(Arte Activo, Gasteiz, 2016)
Parece el mismo autor de cotidianeidades que en La agenda de Héctor, pero con más oficio, cosa que se advierte en el caleidoscópico juego de perspectivas: saltos del tú, que es un yo camuflado, o del camarero cacereño del Izarra (siempre aparecen baresen las novelas de Álex) a la 3ª persona de un cuento sufí, como miga predecible por la que resbala la crema de una cosmovisión nihilista, pues esta novela lleva entre líneas mucho de existencialismo.
El autor entrelaza dos historias, que son dos obsesiones amorosas: La de Rubén, especie de Werther de oficina, que desprende su obsesión por la belleza femenina en su continuo observar de cazamariposas de barra de café, y la del profesor maduro Koldo Crespo, atrapado en la red de la joven Alicia, una alumna, que bajo su apariencia de frívola Lolita, enamora al lector con su manera de entender el amor.
Ambas son dos historias de amor y desamor, con buenas dosis de erotismo, dos historias de encuentros y desencuentros que el autor va alternando en contrapunto hasta llevarnos al altozano desde el que observamos ese paseo bajo la lluvia por la playa de La Arena del profesor y la joven alumna, climax de la novela.
Hay dentro otra novela, La sonrisa de Nuria, ópera prima del profesor y escritor que solo se sugiere, pero que anuda en un a ambas historias. Es el libro que el joven Rubén descubrirá en las manos de la mujer del vestido vaporoso que tanto lo obesiona…
En fin., juego de espejos en el que asoman, a uno y otros lados, dos maneras de entender y vivir el amor y que se manifiestan en las dos formas de narrar, en segunda y primera persona alternativamente, que tal vez en el fondo no sean sino la misma y su reflejo.
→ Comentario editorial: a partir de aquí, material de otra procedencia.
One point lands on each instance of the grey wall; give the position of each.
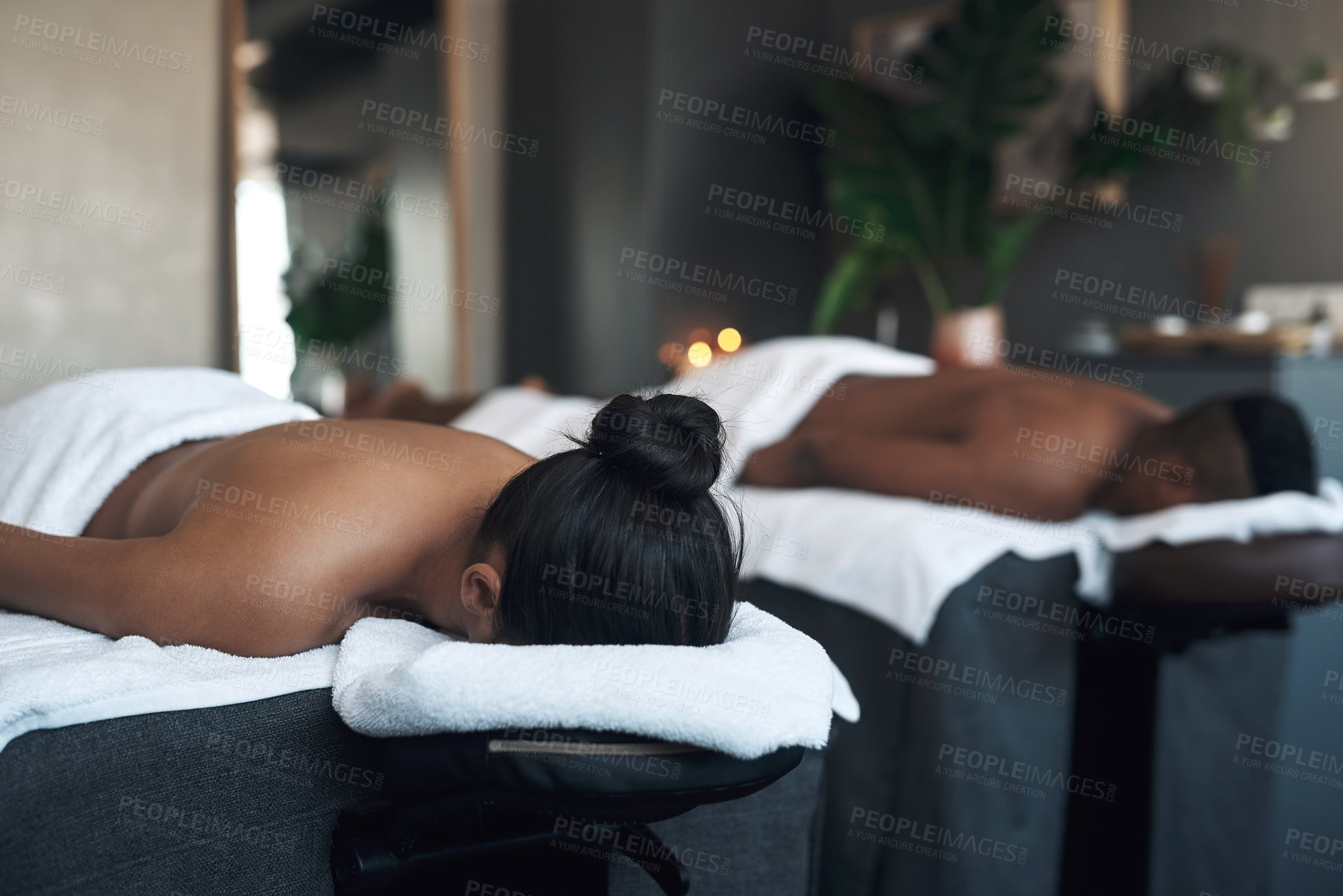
(128, 296)
(586, 78)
Incrustaciones de guiones cinematográficos (he ahí un guiño de un escritor imbuido de cine) que tanto recuerdan al de Wody Allen de La rosa púrpura del Cairo o Sueños de seductor; vigorosas imágenes para explicar lo inefable, como la descripción de los ojos de la joven amada ( imán hacia los míos, una isla de escarpados arrecifes, que hacían embarrancar mis palabras hasta convertirlas en onomatopeyas sin sentido), metáforas y símiles audaces (su sonrisa estaba construida de caramelo, o sus sandalias que teclean canciones al piano del asfalto), logradas digresiones (“Qué fuerza interior te fuerza a fijar tu atención en ciertas personas y olvidar a otras más cercanas que también te rozan con su aliento cada mañana y te envuelven en sus perfumes de mora”), en fin, un contar medido y depurado que no hiere ni recarga el relato, concesión calculada del autor que el lector agradece.